Die gute Nachricht: Individuelle Beschleunigung ist völlig unnötig!

Tatsächlich sind schon in kleineren Organisationen kollektiver (Firmen-)Erfolg und individuelle Belastung nur sehr wenig korreliert bzw. voneinander abhängig, wie das Beispiel des Seilziehens veranschaulicht. Die Produktivität in der langen Geschichte der Industrialisierung ist deshalb nicht gestiegen, weil wir alle mehr und mehr und schneller und schneller arbeiten - das Gegenteil ist der Fall!

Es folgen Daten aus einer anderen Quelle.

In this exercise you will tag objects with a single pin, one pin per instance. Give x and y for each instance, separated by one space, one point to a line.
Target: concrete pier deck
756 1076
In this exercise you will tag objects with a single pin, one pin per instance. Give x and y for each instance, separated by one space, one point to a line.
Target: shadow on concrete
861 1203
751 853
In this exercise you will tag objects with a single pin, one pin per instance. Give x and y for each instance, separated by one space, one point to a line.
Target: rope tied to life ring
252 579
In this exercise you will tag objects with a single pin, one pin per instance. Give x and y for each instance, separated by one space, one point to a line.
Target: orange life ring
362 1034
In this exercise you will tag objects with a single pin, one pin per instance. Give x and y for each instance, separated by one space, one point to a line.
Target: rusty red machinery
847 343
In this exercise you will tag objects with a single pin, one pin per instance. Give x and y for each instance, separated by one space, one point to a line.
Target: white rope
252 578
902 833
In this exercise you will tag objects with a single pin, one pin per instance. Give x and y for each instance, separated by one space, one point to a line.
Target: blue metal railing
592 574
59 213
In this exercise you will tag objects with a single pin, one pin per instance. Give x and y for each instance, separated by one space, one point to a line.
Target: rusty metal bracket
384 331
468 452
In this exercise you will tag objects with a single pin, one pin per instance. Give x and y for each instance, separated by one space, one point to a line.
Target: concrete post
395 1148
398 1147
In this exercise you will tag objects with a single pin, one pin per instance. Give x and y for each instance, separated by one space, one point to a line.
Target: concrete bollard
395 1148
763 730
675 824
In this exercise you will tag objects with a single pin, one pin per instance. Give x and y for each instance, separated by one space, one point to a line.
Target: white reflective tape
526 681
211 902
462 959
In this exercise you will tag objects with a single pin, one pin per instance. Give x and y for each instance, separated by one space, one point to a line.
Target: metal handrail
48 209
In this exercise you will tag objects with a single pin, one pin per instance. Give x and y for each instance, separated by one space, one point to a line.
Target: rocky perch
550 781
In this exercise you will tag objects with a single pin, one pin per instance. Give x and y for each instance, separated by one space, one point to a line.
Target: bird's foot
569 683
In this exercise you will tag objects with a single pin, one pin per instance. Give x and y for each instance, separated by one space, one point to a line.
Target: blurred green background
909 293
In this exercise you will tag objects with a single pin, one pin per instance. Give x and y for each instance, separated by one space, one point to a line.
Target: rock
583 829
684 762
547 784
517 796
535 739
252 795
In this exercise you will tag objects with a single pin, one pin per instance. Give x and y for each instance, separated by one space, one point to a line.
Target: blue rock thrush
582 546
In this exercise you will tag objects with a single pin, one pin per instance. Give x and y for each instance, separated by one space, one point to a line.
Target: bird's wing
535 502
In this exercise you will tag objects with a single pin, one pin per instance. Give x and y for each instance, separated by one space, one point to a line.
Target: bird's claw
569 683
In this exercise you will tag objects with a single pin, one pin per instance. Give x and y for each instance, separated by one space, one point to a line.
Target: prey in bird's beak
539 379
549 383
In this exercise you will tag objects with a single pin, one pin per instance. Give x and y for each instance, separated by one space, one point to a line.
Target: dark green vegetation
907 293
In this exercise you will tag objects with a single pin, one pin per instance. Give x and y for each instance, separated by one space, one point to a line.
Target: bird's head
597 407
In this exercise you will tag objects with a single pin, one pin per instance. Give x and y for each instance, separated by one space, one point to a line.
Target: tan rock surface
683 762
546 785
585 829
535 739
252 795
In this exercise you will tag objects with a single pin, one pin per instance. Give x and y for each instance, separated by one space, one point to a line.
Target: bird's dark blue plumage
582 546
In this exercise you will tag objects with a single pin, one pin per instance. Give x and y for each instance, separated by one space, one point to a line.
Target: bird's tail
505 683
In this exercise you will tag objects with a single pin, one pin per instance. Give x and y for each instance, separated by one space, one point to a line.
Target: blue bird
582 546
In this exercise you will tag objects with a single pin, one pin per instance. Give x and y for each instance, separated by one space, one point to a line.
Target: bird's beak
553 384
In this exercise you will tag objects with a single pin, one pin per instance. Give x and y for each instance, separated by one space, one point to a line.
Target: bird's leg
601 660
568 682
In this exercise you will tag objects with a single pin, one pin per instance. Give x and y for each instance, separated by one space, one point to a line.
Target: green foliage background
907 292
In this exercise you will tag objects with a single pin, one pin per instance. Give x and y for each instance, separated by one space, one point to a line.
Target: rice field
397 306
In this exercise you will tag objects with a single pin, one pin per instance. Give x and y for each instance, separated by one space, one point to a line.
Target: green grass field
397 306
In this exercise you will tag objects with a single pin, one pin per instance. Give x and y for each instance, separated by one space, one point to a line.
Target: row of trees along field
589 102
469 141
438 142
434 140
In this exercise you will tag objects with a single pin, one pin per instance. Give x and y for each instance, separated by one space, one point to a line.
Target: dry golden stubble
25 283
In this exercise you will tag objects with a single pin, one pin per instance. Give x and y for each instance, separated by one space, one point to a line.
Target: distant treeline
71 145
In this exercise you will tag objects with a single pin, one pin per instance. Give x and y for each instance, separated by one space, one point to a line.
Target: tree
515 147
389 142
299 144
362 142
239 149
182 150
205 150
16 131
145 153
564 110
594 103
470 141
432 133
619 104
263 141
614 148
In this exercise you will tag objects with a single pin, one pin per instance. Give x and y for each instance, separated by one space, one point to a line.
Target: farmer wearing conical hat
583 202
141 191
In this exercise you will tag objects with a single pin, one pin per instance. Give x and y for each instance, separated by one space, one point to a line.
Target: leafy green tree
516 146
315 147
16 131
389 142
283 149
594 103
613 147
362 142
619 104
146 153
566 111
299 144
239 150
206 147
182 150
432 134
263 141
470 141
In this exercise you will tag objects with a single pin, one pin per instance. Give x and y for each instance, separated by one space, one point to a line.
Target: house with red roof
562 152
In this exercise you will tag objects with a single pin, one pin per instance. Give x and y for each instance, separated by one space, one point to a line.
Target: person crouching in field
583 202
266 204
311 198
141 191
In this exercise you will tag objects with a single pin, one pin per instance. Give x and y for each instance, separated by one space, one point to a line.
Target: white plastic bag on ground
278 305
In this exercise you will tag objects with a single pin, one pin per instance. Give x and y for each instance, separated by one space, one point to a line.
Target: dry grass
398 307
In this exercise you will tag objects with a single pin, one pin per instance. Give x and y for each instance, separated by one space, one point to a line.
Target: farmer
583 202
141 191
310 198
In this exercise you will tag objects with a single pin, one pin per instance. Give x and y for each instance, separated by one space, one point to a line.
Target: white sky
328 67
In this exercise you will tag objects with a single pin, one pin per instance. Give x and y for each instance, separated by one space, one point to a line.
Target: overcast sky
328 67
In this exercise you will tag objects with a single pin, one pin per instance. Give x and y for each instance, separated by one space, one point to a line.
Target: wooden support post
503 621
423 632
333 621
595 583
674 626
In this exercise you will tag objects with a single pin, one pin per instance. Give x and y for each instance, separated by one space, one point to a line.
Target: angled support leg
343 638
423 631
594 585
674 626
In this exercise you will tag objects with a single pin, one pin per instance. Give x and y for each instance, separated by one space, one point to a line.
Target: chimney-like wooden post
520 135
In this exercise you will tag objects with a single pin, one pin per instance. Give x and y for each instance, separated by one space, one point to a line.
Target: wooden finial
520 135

Die individuellen Belastungen entstehen bei SAP v.a. weil motivierte Mitarbeiter die Reibungsverluste durch unklare Verantwortlichkeiten, vorgebene Takte und unsinnige Ziele, schlechte Prozessdefinitionen und potemkinscher Dörfer aller Art durch erhöhten, häufig vergeblichen, persönlichen Einsatz versuchen auszugleichen.

SAP erinnert immer mehr an einen kurzsichtigen Schneider, der versucht, einen Faden durch das Nadelöhr zu fädeln und - anstatt sich seine Brille zu holen - den Versuch beständig, aber immer schneller wiederholt.

In der Ruhe liegt die Kraft! Anstatt heroisch an den einzelnen zu appellieren, gegen alle Widrigkeiten und um jeden Preis, v.a. der eigenen Gesundheit, SAP "zu retten", sollte SAP wieder individuelle Handlungsspielräume schaffen, die ganz natürlicherweise von motivierten Mitarbeitern ausgenutzt werden.

SAP sollte wieder das Expertentum anerkennen. Wenn sie Austauschbarkeit anstrebt, dann nur durch zusätzliche, gleichartige Qualifizierung auf möglichst hohem, nicht durch Dequalifizierung auf möglichst niedrigem Niveau.

SAP sollte die völlig ineffektiven Instrumente der indirekten Steuerung wie etwa Boni zurückfahren und wieder den Mitarbeitern vertrauen.

SAP sollte Sorge tragen, dass nicht so derart viel unserer kollektiven Anstrengung umsonst ist.

SAP's laserscharfer Fokus auf Effizienz verstellt den viel wichtigeren Blick auf Effektivität: Es ist viel besser das Richtige zu tun, vielleicht ein wenig falsch, als das Falsche, dafür aber richtig!

Mit entschleunigtem Gruss

PS: Am Donnerstag spricht der Aufsichtsratsvorsitzende in Walldorf über das Thema Innovation. Steht das im Widerspruch zur permanenten Beschleunigung?